Patricia O’Sullivan, as many of you know, is a regular part of our conversations here on this blog. (She’s also a novelist.) She has written an interesting post about the religious environment in France. I don’t see the U.S. approaching the level of secularization that France has achieved, but I think most of us hope for this.
Thank you for sharing your experiences, Patti!
In the summer of 2013, our family moved to France for a year. Although we are not religious, we enrolled our children in Catholic schools that had experience dealing with international students. A few months into the school year, I overheard my kids discussing how there was less talk of religion at their French Catholic schools than in the public schools they’d attended in Mississippi. How could this be possible?
All schools in France must teach the same curriculum as set by the ministry of education. Religious schools are no exception to this rule. Thus, classes in religious education are outside of the curriculum. Younger children in religious schools are often required to participate in religious education, but my children, one in middle school and the other in high school, had the choice to opt out.
In 2004, France’s National Assembly voted to ban religious symbols at school, namely those students and teachers might wear such as a cross, a Star of David, or a head scarf. Nine years later, the minister of education implemented a secularization charter, reaffirming France’s commitment to secular education and a secular state. The charter bans teachers and staff from talking about religion to students and opens up all course subject matter to “scientific and pedagogical questioning.” Students may not be excused from lessons that question the teachings of their religion (such as evolution and sex education), teachers may not refuse to present lessons that do the same.
Because the charter was approved while we were in France, I posted an article about it on social media to share with friends and family back home. Their responses, most of them negative, really surprised me. Some of them, written by people who either work in public schools or have children in public schools in the U.S., expressed shock at the ‘religious repression’ in France. I explained that the French viewed the policies as a way to protect the integrity of education and to protect children from unwelcome attempts at proselytization, but the folks back home didn’t buy it.

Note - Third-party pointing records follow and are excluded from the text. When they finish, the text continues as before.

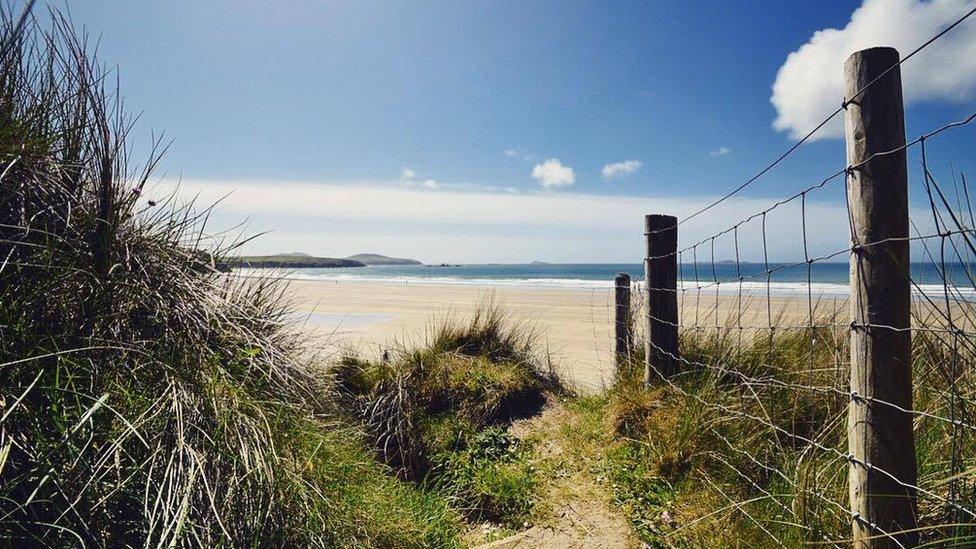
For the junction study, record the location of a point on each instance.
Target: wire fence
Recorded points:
(799, 394)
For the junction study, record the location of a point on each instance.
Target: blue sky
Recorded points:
(282, 99)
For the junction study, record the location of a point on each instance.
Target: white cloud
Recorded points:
(343, 218)
(810, 84)
(406, 174)
(620, 168)
(552, 173)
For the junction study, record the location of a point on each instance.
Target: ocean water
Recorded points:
(824, 279)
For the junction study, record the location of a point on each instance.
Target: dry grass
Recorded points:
(146, 399)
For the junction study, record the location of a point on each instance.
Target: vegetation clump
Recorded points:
(440, 415)
(145, 398)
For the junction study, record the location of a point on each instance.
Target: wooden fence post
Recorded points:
(661, 278)
(622, 318)
(880, 438)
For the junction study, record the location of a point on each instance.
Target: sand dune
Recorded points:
(574, 325)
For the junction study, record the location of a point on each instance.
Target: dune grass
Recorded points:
(145, 398)
(733, 452)
(439, 415)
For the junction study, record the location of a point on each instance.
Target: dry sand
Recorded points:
(574, 325)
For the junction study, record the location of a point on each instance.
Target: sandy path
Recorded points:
(574, 324)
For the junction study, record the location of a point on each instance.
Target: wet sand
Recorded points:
(574, 325)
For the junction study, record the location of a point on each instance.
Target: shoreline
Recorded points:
(574, 327)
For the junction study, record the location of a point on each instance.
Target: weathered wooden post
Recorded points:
(880, 438)
(661, 278)
(622, 318)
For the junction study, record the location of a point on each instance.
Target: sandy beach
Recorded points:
(574, 325)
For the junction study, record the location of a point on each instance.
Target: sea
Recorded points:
(822, 279)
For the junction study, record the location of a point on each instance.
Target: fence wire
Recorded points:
(767, 372)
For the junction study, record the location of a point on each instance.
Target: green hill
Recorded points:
(292, 261)
(377, 259)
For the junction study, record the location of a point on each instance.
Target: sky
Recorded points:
(516, 131)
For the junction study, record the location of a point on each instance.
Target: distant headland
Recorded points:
(299, 260)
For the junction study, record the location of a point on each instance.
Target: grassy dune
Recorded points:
(145, 399)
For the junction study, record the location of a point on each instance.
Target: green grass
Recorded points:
(145, 398)
(708, 461)
(439, 415)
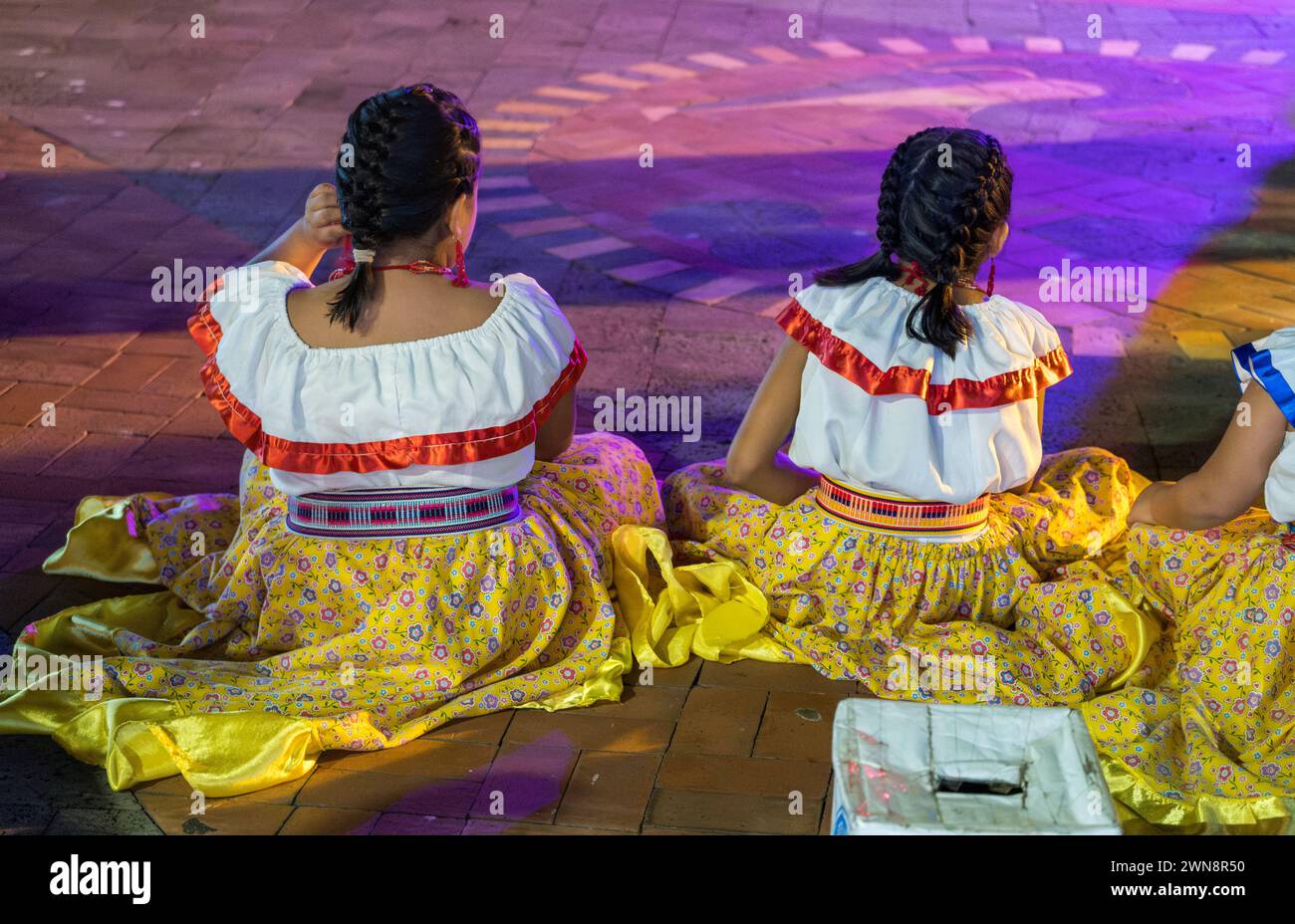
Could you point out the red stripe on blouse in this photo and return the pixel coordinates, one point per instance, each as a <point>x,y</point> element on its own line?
<point>327,458</point>
<point>847,361</point>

In fact, one friend wrote that keeping God out of the schools was harmful to children.
Many Americans are familiar with the concept of ‘cultural Jew’, a term used by Jews who don’t attend synagogue or even believe in God, but who take part in select traditions as a way to remain connected to their heritage. France is similarly ‘culturally Catholic’. Church bells ring out on Sundays, many holy days are also bank holidays, and bakeries do a swift business selling special breads and pastries associated with Catholic saint days and other holy days. From mid-December to early January, town plazas are decorated with Christmas trees (but not nativity scenes) and the sidewalks and pedestrian malls are crammed with hundreds of colorful booths where one can buy foods, crafts, and gifts for Christmas. In addition, many of the most popular tourist attractions in France are Catholic churches, abbeys, and shrines. However, over a third of the population of France is not religious, and of the 40-50% who are Catholic, only 4.5% of them attend mass regularly, and fully half of all self-identified Catholics in France say they don’t believe in God. The French have somehow figured out how to keep the holidays, the foods, and the monuments to religion while getting rid of all the rest.
Muslims in France (the next largest religious group) are much more likely than Catholics to maintain their religious beliefs, but they get little support from the government in this. Neither of the two Eids are bank holidays, civil servants may not wear religious clothing (like a headscarf), and women are forbidden from wearing face-covering garb in public.
Before WWII, France had one of the largest Jewish populations in Europe. In recent years, rising anti-Semitism in France has resulted in a growing Jewish exodus from that country to more welcoming countries, particularly Israel.
There are so many ways I could conclude this post, but I’ll focus on two points: It would seem from the example of France that people like cultural traditions, but dislike religious authorities telling them how to conduct their lives. And when people don’t feel coerced to put up a religious front, many of them abandon religion. On the other hand, there are those who feel the pull of religion despite a lack of cultural or state support for it. The thing is, when people are allowed to choose, their belief, or unbelief, is a more honest reflection of who they are. I’m not holding France up as a religious utopia (particularly for non-Catholics), but I learned to appreciate there how a nation can hold onto its cultural and religious identity while truly allowing people the choice to believe or not believe.
Patricia O’Sullivan is a teacher and novelist who lives in Mississippi with her family.